Früher sah es in der Disco aber anders aus. Da hatten die Menschen noch Klamotten an und bewegten sich zur Musik. Ich meine, dass man früher noch “Tanzen” dazu sagte. Nach Tanz sieht das hier aber nicht aus. Egal, das Antanzen wird vermutlich immer noch als die “optimale Masche” gelten. Man, wie lange war ich schon nicht mehr in einer Disco. Ich bin völlig aus der Übung. Natürlich musste es einen Korb geben. Ich habe nichts anderes erwartet. Das ist aber auch egal, ich bin Single und mir stehen alle Möglichkeiten offen. Es muss ja nicht in der Disco sein. Die war schließlich noch nie der perfekte Ort, um jemanden kennenzulernen. Gut, das kann man sich natürlich auch einreden. Aber was soll’s?! Ich bin Single und kann machen, was ich will. Ich bin niemandem Rechenschaft schuldig und wenn ich alleine bleiben will, dann ist das auch meine Entscheidung.

Unter Zeitdruck

Ich bin ja schließlich nicht gezwungen mit jemandem in die Kiste zu steigen, nur weil ich jetzt nicht mehr liiert bin. Okay, ich gebe zu…das ist meine Wunschvorstellung. Ich bin Single und ich habe alle Zeit der Welt. Ich muss mich also nicht unter Druck setzen. Doch was rede ich da bloß?! So viel Zeit habe ich auch nicht mehr. Und knackig bin ich auch nicht mehr. Vermutlich dürfte es in meinem Alter eine echte Herausforderung werden, jemanden zu finden. Aber ich will doch eigentlich auch niemanden haben. Ich bin doch froh, die Beziehung hinter mir gelassen zu haben. Ich bin froh, mir keine Katzenvideos mehr anschauen zu müssen (OK manche Katzenvideos) sind auch mal gut, um sich von der Langweile abzulenken). Ich bin froh der Schwiegermutter nicht mehr glaubhaft versichern zu müssen, dass der Unfall den Sie Eintopf nennt, geschmacklich eine waschechte Explosion ist.

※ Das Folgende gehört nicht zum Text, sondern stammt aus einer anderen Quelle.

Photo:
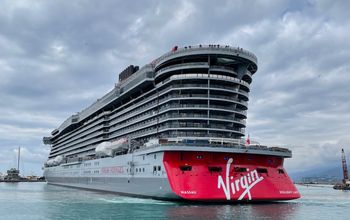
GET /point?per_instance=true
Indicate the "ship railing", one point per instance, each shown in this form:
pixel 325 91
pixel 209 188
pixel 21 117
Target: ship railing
pixel 235 145
pixel 182 65
pixel 213 76
pixel 235 50
pixel 145 69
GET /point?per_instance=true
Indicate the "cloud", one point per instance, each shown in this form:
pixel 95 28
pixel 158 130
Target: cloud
pixel 57 58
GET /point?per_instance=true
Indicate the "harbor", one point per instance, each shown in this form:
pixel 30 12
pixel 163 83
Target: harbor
pixel 41 201
pixel 13 174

Die Streitereien in einer Beziehung

Und ich bin verdammt froh darüber, dass ich mich nicht mehr in der Situation befinde, die ganze Beziehung auf eine Tüte Müll zu reduzieren. Nur weil man sich mal wieder darüber streitet, wer den Müll herausbringen soll.Warum kann man sich nicht einfach ein Beispiel an der TV-Werbung nehmen, der Klügere sein und nachgeben? Einfach mal die Klappe halten, über seinen eigenen Schatten springen, den Müllbeutel schnappen und heraustragen? Warum geht das nicht? Andere Paare schaffen das doch auch, oder? Zumindest sehen diese so aus, wenn man sie beim Schlendern in der Stadt beobachtet. Sie sehen so aus, als würden sie sich nie streiten und permanent in Harmonie leben. Erwischt, ich bin neidisch.